Decorating my house for Christmas is one of my favorite things to do. It’s kind of weird, because I generally hate doing anything that invloves a significant amount of time of effort. For Easter, I’ll hang up a bunny. There. The house is decorated for Easter.
*Christmas shopping at Target, always a pleasure*
But, Christmas is different. We’ve inherited a lot of treasures from our parents and grandparents, and we like to display them. (Before I continue, I’d like to let you know that the *we* I am refering to is actually *me*. Ryan does the lights, I do the inside.) It’s fun for the kids to see all the memories from past holidays.
During Fiona’s first Christmas we drove hours to chop down our own tree. EVERYTHING HAD TO BE PERFECT. My first baby, only 7 months old, deserved the best Christmas of all time. We chopped that damn tree, put it up in our living room, and took about 1,000,000 pictures of her sitting by it. I remember thinking, ” Ah, this child will cherish these memories forever.”
…because a 7 month old can remember shit. NOPE. NO THEY CAN”T.
It was mostly for me. First time mom. Forgive me.
*Fiona and Maeve when I asked them to pose for a Christmas photo. #fail*
Then I popped out my middle kid and we gave up on chopping a tree. We went down to good ‘ol Homedepot and picked a tree from the lot. We let her big sister help decorate, since Maeve was only 5 months old. It was fun. Cute. Good times for all. Except for the fact that I had recently adopted an extremley needy, ancient beagle named Wrigley, who had a tendency to pee all over the damn tree all of the damn time.
*The Culprit*
Fast forward to this Christmas season. We once again went deep into the forsest with the sharpest axe we could find. We chopped down a 9 foot tall tree and carried it home on our backs.
That’s bullshit.
We went to Home Depot, picked out the first tree we saw. It was cold out and way past dinner time, everyone was on edge, except for me. I was having the time of my life wearing my light up, ugly Christmas sweater, with the sheer purpose of embarrassing my family. I like to think I was spreading love and light through the aisles at the store.

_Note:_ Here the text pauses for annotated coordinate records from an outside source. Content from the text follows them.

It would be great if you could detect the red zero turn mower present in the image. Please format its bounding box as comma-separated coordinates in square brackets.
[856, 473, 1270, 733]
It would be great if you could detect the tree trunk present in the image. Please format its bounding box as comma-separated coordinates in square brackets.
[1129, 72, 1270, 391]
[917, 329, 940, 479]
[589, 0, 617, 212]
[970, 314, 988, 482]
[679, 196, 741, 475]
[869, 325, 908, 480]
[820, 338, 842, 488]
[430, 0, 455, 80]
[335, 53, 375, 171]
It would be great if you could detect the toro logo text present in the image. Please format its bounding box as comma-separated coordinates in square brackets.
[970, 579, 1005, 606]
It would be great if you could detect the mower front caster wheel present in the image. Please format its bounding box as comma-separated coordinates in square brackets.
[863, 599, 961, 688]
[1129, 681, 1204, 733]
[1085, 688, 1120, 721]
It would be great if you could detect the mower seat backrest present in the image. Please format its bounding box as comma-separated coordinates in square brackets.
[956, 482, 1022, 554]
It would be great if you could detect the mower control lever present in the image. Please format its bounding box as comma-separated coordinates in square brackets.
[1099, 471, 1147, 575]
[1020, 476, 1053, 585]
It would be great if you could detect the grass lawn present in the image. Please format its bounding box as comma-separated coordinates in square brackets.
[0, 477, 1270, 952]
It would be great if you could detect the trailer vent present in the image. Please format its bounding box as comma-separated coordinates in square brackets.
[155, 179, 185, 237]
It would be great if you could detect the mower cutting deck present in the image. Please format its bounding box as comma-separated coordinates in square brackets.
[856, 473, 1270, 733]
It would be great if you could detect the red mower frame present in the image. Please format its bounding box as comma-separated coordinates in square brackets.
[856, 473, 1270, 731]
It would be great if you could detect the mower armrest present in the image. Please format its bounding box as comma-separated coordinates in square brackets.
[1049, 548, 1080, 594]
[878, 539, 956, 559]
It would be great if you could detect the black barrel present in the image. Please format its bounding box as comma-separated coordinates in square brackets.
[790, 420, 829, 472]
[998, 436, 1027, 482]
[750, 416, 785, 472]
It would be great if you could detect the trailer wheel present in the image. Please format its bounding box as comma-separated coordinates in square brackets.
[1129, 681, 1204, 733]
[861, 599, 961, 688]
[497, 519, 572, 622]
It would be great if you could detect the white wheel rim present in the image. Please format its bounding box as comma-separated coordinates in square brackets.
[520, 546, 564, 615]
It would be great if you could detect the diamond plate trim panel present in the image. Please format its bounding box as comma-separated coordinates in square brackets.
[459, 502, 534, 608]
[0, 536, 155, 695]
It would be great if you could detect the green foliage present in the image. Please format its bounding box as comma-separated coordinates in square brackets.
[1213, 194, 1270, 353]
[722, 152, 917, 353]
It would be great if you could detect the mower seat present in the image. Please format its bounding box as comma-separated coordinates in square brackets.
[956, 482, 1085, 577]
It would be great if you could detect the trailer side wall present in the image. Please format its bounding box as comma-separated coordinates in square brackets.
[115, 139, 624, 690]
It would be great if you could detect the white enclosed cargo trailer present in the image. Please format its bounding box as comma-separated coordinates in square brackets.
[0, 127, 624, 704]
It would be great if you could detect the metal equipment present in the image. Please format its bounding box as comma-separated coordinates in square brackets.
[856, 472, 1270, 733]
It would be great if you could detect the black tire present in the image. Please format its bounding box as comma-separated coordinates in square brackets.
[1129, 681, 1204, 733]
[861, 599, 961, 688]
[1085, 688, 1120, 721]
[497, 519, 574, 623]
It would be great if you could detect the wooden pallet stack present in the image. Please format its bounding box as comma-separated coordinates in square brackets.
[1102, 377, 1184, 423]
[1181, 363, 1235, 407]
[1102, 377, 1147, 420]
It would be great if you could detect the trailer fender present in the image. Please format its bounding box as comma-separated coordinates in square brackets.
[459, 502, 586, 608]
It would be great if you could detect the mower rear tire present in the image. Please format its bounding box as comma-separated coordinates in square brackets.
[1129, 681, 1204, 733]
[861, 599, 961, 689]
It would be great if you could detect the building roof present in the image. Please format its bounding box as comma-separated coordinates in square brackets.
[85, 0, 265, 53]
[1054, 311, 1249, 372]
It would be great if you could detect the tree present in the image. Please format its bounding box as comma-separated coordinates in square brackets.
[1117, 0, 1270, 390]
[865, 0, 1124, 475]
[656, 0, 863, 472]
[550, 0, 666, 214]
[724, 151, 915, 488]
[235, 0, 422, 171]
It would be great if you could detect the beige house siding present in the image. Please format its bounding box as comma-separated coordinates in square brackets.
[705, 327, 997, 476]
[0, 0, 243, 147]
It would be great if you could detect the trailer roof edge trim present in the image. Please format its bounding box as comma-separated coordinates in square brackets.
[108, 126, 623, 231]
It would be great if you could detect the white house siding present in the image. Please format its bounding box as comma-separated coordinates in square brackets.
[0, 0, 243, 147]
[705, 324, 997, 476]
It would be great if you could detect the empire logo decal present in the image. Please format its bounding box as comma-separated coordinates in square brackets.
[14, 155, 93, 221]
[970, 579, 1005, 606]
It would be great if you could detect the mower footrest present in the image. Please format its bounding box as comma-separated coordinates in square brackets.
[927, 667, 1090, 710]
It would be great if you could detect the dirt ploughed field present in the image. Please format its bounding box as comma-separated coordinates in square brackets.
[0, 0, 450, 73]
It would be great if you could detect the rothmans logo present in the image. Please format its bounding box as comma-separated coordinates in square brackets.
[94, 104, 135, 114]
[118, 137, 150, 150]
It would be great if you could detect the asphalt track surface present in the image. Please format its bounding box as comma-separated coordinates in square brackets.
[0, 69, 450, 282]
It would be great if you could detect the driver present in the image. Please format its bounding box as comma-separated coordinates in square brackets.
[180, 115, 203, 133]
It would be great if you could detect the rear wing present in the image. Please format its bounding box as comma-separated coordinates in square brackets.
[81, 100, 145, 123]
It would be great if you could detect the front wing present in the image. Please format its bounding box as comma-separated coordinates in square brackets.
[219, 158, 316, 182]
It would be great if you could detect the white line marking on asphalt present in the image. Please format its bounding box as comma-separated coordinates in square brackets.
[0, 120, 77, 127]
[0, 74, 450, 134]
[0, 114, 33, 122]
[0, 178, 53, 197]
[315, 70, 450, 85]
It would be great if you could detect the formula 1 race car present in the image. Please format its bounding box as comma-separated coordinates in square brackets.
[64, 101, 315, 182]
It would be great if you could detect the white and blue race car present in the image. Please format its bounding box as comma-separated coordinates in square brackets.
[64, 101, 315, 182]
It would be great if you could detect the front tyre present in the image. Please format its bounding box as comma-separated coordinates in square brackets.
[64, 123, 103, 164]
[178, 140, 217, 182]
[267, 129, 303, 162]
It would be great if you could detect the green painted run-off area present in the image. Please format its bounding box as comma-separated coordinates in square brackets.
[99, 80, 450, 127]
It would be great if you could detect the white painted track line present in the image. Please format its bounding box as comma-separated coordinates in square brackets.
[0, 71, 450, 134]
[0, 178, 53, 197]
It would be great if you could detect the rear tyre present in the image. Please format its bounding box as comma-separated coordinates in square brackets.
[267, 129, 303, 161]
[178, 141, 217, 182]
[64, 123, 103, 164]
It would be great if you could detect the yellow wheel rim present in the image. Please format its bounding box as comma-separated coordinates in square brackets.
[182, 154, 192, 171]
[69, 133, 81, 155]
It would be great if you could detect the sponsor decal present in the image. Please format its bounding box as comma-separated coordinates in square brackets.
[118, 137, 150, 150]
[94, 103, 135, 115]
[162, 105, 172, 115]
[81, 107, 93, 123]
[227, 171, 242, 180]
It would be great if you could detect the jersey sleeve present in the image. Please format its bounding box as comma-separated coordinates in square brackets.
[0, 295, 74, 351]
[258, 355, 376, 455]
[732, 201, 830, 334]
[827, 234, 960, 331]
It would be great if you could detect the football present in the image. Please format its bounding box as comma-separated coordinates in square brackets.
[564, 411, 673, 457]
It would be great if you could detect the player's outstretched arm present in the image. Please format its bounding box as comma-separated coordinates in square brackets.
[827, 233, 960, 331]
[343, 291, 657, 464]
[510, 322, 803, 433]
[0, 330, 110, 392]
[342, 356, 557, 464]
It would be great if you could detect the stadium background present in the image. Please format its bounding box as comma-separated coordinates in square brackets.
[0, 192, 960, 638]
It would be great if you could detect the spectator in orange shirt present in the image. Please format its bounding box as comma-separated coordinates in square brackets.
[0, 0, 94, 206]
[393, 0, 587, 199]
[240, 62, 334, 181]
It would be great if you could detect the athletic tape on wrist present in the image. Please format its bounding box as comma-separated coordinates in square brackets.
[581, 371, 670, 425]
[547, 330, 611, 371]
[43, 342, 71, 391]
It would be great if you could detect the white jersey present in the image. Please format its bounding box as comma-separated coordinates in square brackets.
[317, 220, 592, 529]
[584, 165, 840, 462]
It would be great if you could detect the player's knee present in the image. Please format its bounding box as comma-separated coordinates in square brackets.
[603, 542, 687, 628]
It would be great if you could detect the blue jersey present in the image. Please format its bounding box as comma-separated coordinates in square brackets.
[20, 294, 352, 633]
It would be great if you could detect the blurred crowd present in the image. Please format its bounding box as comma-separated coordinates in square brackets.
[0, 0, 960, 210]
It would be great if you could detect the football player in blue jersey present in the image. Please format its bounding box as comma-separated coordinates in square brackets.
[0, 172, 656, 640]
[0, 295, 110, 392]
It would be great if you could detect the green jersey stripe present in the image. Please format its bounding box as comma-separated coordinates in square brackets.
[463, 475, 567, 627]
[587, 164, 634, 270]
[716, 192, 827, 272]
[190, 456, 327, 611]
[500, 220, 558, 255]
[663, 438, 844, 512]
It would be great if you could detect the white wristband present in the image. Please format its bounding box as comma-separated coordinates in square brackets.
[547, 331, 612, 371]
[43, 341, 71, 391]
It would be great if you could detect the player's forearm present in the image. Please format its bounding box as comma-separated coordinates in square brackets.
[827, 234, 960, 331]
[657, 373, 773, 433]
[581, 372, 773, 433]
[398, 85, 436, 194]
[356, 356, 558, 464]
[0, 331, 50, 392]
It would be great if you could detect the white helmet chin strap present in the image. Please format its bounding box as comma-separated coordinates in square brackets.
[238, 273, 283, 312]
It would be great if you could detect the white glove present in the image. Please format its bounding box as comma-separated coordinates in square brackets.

Later, we put the tree up, put the lights up, put the decorations up and decided to call it a day. I started cooking dinner, and put Lucie in her little walker. I had only turned my back for about 30 seconds, but she basically hightailed it over to the big, green, glowing thing. She reached into the branches and promptly TORE A ROW OF LIGHTS OFF. Not the typical, ” Oh, here’s a baby that just wants to play with that pretty ornament”. This was, “I’m going to take this bad boy down, one way or another, so brace yourself.”
Honestly, I feel like she and Maeve have secret meetings together regarding how they can join forces and lock me up in a psych ward ( Ok, so that actually happened, but it had nothing to do with them. Ha!) I have listened to them try to understand each others unique sister language. I have listened to them giggle and crack each other up. I have watched them stare at each other and hold hands. Fiona and I think there’s some kind of consipracy going on here.
So, I put the lights back. Again and again and again. I’m pretty grateful she’s not trying to eat the shiny, little bulbs, but only time will tell. We got our tree early this year, because we are traveling to Illinois for Christmas this year, but I also feel like the tree might not even make it to us having to leave. Lucie is going to make sure of that. Next year, I’m getting a little potted on that can sit on my kitchen table.
That’s a complete lie, but I’m going to keep telling myself that all the way into next years holiday season.
My children constantly make me laugh at the weird, random crap they do everyday with each other, and honestly, it fills my heart with so much joy I can’t even express it in words.
I should really count my blessings, because at least Maeve isn’t trying to climb up the damn thing.
Happy Holidays!
Mine keeps ripping the ornaments off the tree. Like where did the hook go ripping them off. And NOTHING will stop him from this activity. If he doesn’t choke on a hook, it’ll be a Christmas miracle.